Member of Parliament
- In office 1967–1984
- Succeeded by: Sode Ramaiah
- Constituency: Bhadrachalam (Lok Sabha constituency)

Personal details
- Born: 2 February 1930 Venkatapuram, Andhra Pradesh
- Died: 17 April 1991 (aged 61)
- Party: Indian National Congress
- Spouse: B. K. Ananda Rao
- Children: 1 son and 2 daughters

= B. Radhabai Ananda Rao =

Indian politician (1930–1991)

B. Radhabai Ananda Rao (2 February 1930 – 17 April 1991) was an Indian politician who was a Member of Parliament from 1967 to 1984.

==Life and career==
B. Radhabai Ananda Rao was born at Venkatapuram village in Khammam district on 2 February 1930. She was educated at Rajahmundry Tutorial College and Rajahmundry Teachers' Training School, Rajahmundry.

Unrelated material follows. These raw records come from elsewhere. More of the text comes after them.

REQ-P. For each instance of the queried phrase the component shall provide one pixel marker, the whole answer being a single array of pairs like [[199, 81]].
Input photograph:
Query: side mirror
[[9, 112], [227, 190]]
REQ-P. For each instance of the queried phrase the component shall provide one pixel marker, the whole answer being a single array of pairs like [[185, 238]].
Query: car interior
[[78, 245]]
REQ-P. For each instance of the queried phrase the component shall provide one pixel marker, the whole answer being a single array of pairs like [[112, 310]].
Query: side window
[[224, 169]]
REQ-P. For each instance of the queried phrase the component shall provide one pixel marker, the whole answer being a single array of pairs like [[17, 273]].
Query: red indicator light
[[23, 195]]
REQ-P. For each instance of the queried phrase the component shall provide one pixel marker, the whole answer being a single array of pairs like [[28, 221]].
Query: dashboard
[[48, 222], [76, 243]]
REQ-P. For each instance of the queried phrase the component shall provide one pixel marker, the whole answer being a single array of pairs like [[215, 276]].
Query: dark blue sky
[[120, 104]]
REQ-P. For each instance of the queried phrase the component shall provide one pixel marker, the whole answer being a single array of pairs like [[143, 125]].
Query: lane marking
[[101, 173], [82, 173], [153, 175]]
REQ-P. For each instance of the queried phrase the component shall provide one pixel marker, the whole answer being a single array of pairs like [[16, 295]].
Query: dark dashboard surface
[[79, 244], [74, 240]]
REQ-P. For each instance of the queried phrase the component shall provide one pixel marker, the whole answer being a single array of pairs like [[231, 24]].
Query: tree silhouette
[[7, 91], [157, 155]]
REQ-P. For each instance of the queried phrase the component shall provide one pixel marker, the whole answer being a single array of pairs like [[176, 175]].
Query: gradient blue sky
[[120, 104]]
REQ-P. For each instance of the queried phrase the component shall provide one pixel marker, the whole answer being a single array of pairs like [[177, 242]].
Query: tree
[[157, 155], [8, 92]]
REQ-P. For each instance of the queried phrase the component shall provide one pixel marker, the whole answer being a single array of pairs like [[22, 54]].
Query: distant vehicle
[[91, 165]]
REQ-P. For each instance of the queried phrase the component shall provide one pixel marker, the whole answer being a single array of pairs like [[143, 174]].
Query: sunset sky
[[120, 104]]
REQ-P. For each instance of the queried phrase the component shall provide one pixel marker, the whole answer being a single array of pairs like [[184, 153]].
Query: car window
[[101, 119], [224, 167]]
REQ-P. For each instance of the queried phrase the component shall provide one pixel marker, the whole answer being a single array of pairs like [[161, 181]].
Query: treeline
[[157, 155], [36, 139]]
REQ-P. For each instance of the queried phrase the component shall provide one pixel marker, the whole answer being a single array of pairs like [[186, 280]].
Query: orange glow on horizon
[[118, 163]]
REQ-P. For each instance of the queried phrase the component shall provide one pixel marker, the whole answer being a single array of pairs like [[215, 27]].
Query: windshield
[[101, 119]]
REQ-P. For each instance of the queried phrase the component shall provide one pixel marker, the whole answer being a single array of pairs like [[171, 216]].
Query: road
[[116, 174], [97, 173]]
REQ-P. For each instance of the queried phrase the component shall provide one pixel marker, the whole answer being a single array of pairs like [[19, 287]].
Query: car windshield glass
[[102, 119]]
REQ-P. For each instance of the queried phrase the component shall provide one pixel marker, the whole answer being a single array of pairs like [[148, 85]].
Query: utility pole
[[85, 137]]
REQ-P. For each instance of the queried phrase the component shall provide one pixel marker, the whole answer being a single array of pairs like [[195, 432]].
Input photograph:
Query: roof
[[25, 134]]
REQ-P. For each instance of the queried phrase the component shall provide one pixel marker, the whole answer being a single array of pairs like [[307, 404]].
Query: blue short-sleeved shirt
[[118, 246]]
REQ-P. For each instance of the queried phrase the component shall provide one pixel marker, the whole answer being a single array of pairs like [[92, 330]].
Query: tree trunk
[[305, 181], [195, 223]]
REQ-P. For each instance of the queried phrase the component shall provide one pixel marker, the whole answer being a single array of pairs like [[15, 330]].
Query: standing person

Rao was elected from Bhadrachalam (Lok Sabha constituency) as a member of Indian National Congress for the 4th Lok Sabha in 1967 and also the four successive times until 1985.

On 6 June 1952, she married B. K. Ananda Rao; they had a son and two daughters. She was an agriculturist and worked as family planning instructor in Singareni Collieries between 1957 and 1967. Rao was Member of Indian National Trade Union Congress, 1962–64 and Parents' Association, Zila Parishad High School, Ramavaram and Member, Panchayat Samiti, Kothagudem, 1957. She took active part in propagating Family Planning schemes in Singareni Collieries and other tribal areas and also worked for the welfare of the tribal people.

Rao was a member of the Committee on Government Assurances and intensively toured foreign countries in a parliamentary delegation.

B. Radhabai Ananda Rao died on 17 April 1991, at the age of 61.